It looks like, and I mean this is the best possible way, that Jesse Jackson is on the crack…

Per this article at NewsMax.com, the right “Refrund” Jackson has pronounced that President Bush has implemented economic policies that resemble those of the Roman Empire, which forced the baby Jesus into homelessness on the night of his birth…

Jesse also lobbed out these political turds disguised as theological “insights”:

  • In Bethlehem, his [Jesus] family ended up homeless…
  • Rome was a wealthy country that left Jesus and Mary and Joseph, in a sense, homeless…
  • He [Jesus] was born an at-risk baby.

This belies either an incredible lack of theological insight, or an incredible willingness to do political damage at any cost. Or, both.

I mean, “homeless”? Come on! Mary & Joseph were no more “homeless” in Bethlehem than if my wife & I were faced with not having a hotel room when attending a convention in a distant town (i.e., not our hometown).

And Rome was a city. And an empire. Not a country. However, given that what we think of as nation-states didn’t really exist back then, I’ll give him the benefit of the doubt. It was still a lame attempt at analogy.

Jesus was an “at-risk” baby? Why? Was Mary an addict who spent her pregnancy high/strung-out? I think not! If anything, I would say that Jesus’ birth was, in pure physical terms, probably average/normal for the times. He was no more “at-risk,” in the current context of that term, than any other baby born at that time.
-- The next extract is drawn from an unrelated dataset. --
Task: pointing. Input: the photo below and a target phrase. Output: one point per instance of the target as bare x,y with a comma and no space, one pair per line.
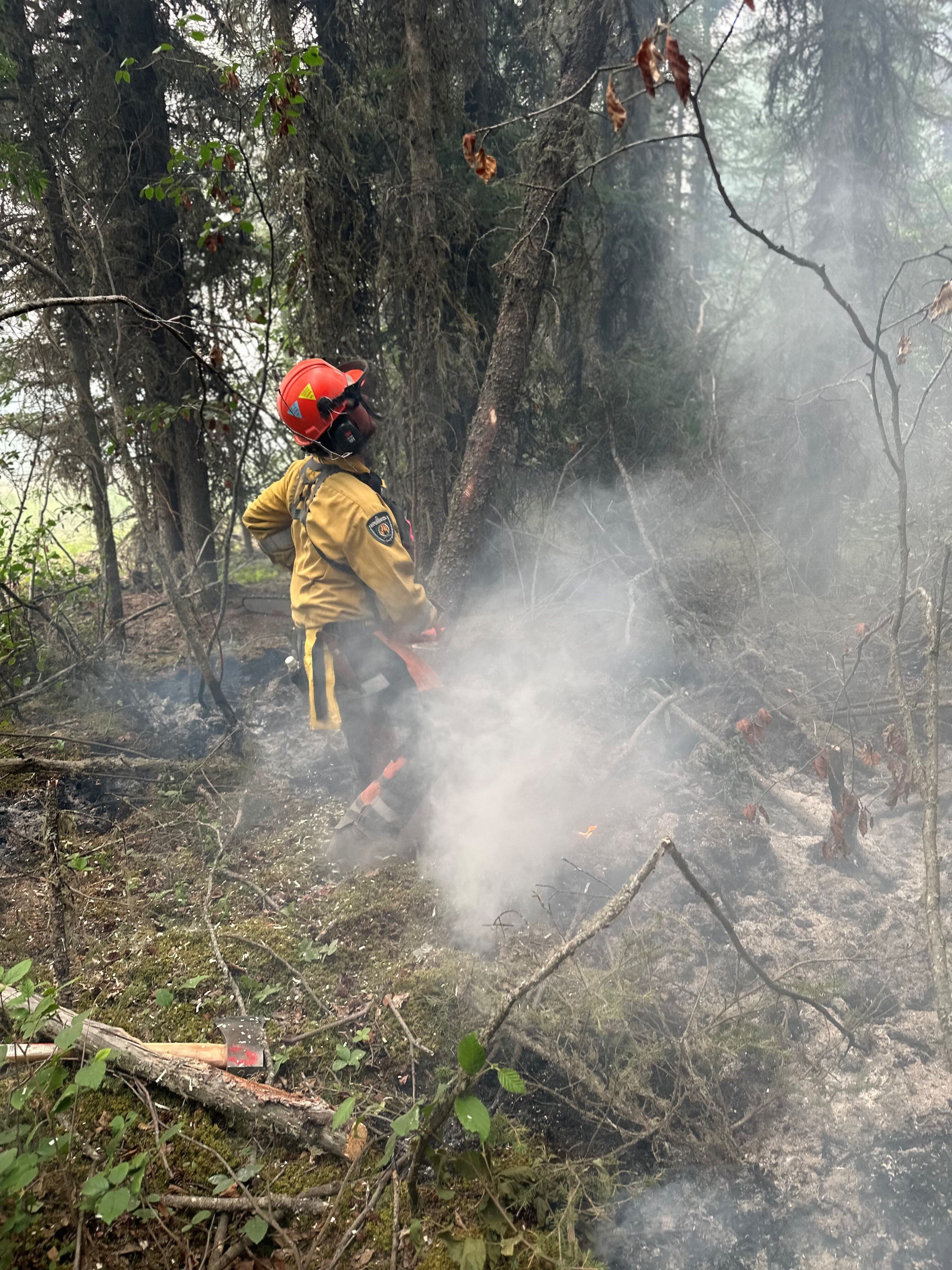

Though He certainly was put at risk by Herod — Somehow I don’t think that’s quite what Jesse meant…

I’m not sure what the proper application of the 8th Commandment is, although I think it might be to attribute Revd Jackson’s words to rank ignorance, rather than to calculated misuse of our Lord’s name and willful misinterpretation of the historical record.

While the whole concept of the “separation of Church and State” strikes me as very misunderstood & misapplied, I can confidently state that I’d be all for it if it meant that preachers & politicians had to keep their mouths shut & avoid uttering theological inanities like those regularly lobbed out by folks like Jesse Jackson, Pat Robertson, Jerry Fallwell, etc.